Tuesday, May 1, 2018

Paul Krugman Explains Why Tax Cuts Don't Raise Wages

The major thrust of the Republican tax bill was to cut taxes for US corporations.  Of course, that does not excite most voters who want something for themselves.  Republicans always promise their voters that tax cuts will produce more jobs and increase their wages.  They defended the corporate tax cuts by claiming that corporations would increase investment spending.  That would stimulate economic growth and raise their wages.  Paul Krugman describes how that process would work if indeed corporate executives increased business investment.  So far, however, corporations have not used the influx of cash to increase business investment.  Consequently, the tax cuts have not had much of an impact on job growth or wage increases.  Corporations have used most of their cash influx to buy back their own stock and to increase dividend payouts.  That has been good for shareholders and corporate executives, who are also large shareholders, but it has not done much for most Americans who are not large shareholders.

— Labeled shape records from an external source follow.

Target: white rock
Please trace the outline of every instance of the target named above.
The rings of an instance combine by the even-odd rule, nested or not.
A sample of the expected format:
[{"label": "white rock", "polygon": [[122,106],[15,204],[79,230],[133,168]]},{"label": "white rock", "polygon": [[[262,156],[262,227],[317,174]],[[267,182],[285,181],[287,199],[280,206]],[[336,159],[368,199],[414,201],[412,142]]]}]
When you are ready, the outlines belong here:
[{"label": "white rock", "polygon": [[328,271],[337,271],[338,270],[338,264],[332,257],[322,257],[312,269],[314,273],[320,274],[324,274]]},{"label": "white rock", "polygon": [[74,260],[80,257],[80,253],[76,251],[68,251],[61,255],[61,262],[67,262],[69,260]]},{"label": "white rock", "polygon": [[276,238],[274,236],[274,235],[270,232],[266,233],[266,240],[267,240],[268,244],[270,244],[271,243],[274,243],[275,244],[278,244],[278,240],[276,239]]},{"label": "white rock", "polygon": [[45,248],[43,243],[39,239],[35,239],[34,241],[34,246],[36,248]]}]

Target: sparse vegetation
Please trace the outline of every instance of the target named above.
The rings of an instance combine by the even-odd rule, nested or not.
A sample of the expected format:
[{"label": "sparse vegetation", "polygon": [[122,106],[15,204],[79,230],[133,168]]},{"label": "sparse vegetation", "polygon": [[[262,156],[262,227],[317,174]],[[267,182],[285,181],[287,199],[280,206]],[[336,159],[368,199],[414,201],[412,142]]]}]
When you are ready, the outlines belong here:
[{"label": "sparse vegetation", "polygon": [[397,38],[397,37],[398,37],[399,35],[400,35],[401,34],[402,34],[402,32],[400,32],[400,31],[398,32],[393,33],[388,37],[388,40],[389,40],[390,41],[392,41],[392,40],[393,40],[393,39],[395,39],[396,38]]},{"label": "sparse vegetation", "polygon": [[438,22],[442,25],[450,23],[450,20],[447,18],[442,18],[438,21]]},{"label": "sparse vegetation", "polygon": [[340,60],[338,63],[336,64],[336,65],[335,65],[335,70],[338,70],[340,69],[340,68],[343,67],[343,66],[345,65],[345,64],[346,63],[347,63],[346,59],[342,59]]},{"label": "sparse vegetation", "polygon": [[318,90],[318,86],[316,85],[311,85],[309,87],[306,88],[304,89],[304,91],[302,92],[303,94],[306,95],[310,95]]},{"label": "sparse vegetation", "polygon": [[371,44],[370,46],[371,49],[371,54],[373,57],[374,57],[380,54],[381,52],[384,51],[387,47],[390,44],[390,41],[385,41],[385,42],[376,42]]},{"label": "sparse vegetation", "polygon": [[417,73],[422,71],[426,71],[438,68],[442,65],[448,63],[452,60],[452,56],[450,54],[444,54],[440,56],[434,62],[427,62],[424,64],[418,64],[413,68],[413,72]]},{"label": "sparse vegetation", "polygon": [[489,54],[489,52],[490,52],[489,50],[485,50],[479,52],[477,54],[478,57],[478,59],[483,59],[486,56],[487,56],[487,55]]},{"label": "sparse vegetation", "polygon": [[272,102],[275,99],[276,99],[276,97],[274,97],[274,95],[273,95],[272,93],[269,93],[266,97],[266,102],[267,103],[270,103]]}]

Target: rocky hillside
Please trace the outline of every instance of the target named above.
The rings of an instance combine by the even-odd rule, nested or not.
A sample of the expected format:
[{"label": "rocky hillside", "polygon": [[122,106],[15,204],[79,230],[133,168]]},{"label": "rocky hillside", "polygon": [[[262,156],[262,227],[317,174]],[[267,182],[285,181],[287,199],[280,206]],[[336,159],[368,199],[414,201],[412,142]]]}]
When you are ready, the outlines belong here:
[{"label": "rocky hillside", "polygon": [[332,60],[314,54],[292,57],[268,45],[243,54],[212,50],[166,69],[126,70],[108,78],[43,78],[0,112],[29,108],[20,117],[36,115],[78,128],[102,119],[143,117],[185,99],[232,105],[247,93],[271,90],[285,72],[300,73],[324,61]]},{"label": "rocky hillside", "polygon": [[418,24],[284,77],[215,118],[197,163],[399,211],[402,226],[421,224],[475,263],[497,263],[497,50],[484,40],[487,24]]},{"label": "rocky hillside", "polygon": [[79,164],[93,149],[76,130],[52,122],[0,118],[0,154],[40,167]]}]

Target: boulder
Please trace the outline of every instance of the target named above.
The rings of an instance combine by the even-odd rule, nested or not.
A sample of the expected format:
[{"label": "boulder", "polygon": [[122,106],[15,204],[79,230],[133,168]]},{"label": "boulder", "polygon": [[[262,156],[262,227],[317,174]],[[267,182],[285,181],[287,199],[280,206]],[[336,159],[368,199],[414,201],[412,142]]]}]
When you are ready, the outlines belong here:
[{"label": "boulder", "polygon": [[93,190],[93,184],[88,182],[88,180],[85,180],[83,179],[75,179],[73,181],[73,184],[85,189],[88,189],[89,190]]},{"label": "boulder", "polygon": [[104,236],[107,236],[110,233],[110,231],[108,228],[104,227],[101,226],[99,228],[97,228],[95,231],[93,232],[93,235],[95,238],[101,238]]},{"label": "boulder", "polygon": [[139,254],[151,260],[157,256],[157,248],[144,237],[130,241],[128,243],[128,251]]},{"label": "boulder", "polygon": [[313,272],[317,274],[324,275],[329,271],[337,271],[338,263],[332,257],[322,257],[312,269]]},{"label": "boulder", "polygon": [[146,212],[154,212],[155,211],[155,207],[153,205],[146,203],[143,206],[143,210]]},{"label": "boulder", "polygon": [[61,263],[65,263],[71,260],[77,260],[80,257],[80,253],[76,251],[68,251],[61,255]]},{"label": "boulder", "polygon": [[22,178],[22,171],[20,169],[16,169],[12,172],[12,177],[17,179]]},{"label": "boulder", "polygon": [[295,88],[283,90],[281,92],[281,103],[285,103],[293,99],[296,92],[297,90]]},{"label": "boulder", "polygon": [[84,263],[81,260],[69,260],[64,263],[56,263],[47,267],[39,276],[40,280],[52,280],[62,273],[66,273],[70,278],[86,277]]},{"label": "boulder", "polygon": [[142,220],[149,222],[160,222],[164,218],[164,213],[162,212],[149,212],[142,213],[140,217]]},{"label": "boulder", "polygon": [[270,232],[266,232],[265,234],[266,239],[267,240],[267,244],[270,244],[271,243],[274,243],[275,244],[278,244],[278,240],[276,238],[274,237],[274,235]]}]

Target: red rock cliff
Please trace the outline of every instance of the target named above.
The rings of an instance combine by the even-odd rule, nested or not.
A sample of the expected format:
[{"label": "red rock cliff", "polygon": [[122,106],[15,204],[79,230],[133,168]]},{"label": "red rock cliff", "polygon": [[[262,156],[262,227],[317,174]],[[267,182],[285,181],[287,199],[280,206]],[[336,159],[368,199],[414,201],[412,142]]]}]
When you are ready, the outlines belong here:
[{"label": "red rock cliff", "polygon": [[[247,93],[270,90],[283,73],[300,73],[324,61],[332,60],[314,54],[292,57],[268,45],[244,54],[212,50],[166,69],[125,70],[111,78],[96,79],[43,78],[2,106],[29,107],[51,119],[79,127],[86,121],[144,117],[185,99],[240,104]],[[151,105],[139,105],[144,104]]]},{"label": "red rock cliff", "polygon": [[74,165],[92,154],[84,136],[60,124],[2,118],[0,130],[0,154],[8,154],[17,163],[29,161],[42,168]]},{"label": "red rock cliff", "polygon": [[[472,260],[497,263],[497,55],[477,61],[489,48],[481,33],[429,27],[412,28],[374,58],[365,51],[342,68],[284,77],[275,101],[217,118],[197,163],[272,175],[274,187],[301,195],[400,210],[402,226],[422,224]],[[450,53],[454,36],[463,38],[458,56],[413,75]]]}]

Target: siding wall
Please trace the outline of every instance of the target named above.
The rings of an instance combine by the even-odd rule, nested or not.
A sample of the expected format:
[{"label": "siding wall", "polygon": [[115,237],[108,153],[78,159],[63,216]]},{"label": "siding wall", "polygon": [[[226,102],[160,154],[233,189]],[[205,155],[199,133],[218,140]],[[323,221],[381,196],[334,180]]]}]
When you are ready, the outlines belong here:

Most economists are not surprised by this result.  Corporations tend to make capital investments when the expected return on investment exceeds the interest rate.  Interest rates have been low and corporate profits have increased retained earnings which might also be used to fund investment. They were not waiting for extra cash from tax cuts to make capital investments. They could also fuel growth through mergers and acquisitions instead of making capital investments.